TOUROS ENTRE A FÉ E O ABANDONO

    A BR 101 liga a Cidade de Touros a Natal capital do Rio Grande do Norte por distantes 85 quilômetros, conhecida como esquina do Brasil, a pequena Cidade de pouco mais de 31 mil habitantes, tem mais de 20 templos e Igrejas de várias religiões e denominações. Igual em quase tudo as carências e a pobreza das pequenas cidades do país, Touros tem a peculiaridade de ser banhada por belas praias, mas até os peixes conhecem as histórias dos homens que buscam milagres no atacado e no varejo.

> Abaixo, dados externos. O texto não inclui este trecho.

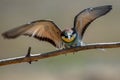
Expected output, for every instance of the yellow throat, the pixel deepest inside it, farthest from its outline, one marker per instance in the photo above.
(67, 39)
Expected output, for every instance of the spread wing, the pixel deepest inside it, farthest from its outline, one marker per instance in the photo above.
(43, 30)
(85, 17)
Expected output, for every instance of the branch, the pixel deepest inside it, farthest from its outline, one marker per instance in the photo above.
(35, 57)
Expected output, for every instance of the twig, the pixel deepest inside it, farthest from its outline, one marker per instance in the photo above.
(36, 57)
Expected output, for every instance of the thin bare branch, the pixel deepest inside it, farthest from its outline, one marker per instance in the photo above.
(36, 57)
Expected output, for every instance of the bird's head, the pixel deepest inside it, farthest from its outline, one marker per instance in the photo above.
(68, 35)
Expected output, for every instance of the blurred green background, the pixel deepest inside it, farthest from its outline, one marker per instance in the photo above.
(17, 12)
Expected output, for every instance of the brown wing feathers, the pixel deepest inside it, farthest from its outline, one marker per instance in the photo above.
(85, 17)
(42, 29)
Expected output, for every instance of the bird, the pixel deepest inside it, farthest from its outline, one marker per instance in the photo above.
(47, 30)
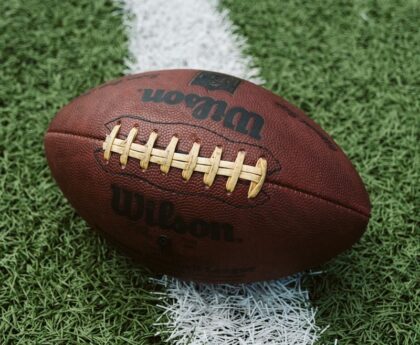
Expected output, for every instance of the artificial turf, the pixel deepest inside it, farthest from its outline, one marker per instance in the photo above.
(354, 67)
(59, 283)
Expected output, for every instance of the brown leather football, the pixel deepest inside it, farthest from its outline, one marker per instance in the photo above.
(206, 177)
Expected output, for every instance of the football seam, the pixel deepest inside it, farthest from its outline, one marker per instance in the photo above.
(276, 184)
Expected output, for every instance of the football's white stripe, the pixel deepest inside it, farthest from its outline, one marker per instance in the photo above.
(198, 34)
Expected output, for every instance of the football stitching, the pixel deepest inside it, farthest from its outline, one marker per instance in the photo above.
(188, 163)
(278, 185)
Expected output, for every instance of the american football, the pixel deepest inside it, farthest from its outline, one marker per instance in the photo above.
(206, 177)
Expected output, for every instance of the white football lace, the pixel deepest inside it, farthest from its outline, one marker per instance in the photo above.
(188, 163)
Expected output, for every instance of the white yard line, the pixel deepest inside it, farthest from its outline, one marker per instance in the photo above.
(197, 34)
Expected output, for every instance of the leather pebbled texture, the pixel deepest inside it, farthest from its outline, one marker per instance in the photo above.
(312, 206)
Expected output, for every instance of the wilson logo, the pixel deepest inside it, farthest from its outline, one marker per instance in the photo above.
(236, 118)
(135, 207)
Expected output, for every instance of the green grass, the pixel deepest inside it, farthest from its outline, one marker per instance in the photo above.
(354, 66)
(59, 283)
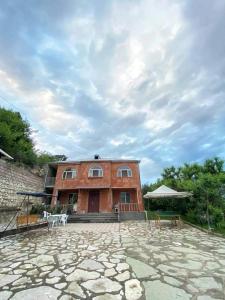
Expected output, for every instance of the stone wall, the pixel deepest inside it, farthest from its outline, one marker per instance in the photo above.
(14, 179)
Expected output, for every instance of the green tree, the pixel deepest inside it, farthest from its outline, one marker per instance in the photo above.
(15, 137)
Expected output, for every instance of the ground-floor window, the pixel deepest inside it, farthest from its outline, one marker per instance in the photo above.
(125, 197)
(73, 201)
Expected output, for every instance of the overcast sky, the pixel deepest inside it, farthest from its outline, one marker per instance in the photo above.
(131, 79)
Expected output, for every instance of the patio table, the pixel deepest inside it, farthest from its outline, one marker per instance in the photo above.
(54, 219)
(168, 215)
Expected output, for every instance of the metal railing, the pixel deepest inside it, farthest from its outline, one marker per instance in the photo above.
(123, 207)
(50, 181)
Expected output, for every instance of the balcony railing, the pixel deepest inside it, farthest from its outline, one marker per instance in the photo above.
(50, 181)
(128, 207)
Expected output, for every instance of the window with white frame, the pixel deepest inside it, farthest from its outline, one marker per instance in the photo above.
(69, 174)
(124, 172)
(125, 197)
(95, 172)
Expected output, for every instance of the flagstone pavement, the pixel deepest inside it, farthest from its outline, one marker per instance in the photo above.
(130, 260)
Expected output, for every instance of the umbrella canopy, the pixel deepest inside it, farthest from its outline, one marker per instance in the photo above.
(166, 192)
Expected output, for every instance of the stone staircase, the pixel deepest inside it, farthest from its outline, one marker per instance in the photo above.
(93, 218)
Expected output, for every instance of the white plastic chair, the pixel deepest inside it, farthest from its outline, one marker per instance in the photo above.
(63, 219)
(52, 221)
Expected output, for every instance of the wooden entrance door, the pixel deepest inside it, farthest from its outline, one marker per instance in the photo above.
(93, 201)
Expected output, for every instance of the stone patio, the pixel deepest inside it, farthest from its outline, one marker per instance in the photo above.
(131, 260)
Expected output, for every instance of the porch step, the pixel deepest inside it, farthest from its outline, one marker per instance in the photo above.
(93, 218)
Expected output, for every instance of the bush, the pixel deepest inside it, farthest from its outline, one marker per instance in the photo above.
(216, 215)
(37, 209)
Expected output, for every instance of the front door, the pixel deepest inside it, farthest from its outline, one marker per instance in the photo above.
(93, 201)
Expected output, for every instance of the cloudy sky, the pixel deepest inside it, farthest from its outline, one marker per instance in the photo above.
(134, 79)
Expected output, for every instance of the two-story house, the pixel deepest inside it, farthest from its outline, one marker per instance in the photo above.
(96, 185)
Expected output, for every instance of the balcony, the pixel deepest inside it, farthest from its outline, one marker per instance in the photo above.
(50, 181)
(128, 207)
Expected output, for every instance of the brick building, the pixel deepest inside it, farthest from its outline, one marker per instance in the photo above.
(96, 185)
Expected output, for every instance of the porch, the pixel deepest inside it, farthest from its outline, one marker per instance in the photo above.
(98, 200)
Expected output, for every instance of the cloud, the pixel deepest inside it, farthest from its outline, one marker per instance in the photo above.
(139, 79)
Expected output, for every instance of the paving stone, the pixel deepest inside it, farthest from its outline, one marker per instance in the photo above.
(206, 297)
(52, 280)
(66, 258)
(19, 271)
(141, 269)
(74, 289)
(21, 280)
(60, 286)
(133, 289)
(110, 272)
(69, 270)
(42, 260)
(157, 290)
(6, 279)
(67, 297)
(172, 281)
(5, 295)
(42, 292)
(108, 265)
(190, 265)
(55, 273)
(90, 264)
(123, 276)
(82, 275)
(206, 283)
(108, 297)
(122, 267)
(102, 285)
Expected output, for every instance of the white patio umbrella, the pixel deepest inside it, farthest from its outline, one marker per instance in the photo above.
(166, 192)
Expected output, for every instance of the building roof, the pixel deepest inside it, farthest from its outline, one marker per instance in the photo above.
(94, 161)
(6, 155)
(165, 192)
(34, 194)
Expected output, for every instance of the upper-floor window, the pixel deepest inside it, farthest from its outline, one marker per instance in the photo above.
(124, 172)
(125, 197)
(95, 172)
(69, 174)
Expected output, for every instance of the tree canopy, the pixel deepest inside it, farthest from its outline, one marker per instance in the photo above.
(206, 181)
(15, 139)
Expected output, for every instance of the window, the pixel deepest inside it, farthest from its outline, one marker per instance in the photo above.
(69, 173)
(95, 172)
(124, 172)
(125, 197)
(73, 198)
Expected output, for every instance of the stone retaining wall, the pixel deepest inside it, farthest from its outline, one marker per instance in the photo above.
(14, 179)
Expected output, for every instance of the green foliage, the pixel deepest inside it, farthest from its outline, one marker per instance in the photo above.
(37, 209)
(15, 137)
(206, 182)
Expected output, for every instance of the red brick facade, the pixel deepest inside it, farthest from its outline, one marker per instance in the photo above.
(107, 188)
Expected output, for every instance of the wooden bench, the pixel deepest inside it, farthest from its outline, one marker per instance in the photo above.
(24, 220)
(173, 216)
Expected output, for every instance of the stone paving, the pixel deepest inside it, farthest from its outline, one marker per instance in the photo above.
(130, 260)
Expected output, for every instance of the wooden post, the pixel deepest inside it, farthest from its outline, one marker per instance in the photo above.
(27, 209)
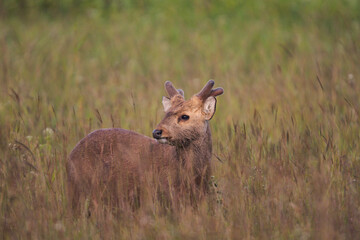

    Há igrejas em prédios próprios, outras com faixas no lugar de placas. O lugar é perdido numa mistura de letreiros. Seitas competem pelas almas em poucos metros de distância. Muitos pedem por graças que a ausência de direitos se nega a conceder. O saneamento é escasso, o prefeito mora na capital e despacha de lá mesmo com seus auxiliares, a presença do poder público se resume a coleta de lixo irregular, a alguma viatura policial que faz a ronda ou ao tratamento imediato e paliativo no pequeno hospital local.

    A cidade tem três padarias no centro e a sentença de Jesus sobre a insuficiência do pão nunca fez tanto sentido. E assim, de miséria em miséria, de dor em dor, de desgraça após desgraça, de desilusão em desilusão, restou a fé aos moradores. Os templos brotam e oferecem a salvação. Na falta de tudo ao longo do tempo só mesmo um Deus desejado e esperado pode oferecer paz. Basta um olhar sobre a cidade para ver que faltam educação, saúde, emprego e sobretudo, dignidade. Resta a esperança do povo que pede por milagre que não são providos pelos poderes públicos. Entre buracos nas ruas e desorganização do espaço público, o povo ora e muitos lucram com isso, amém!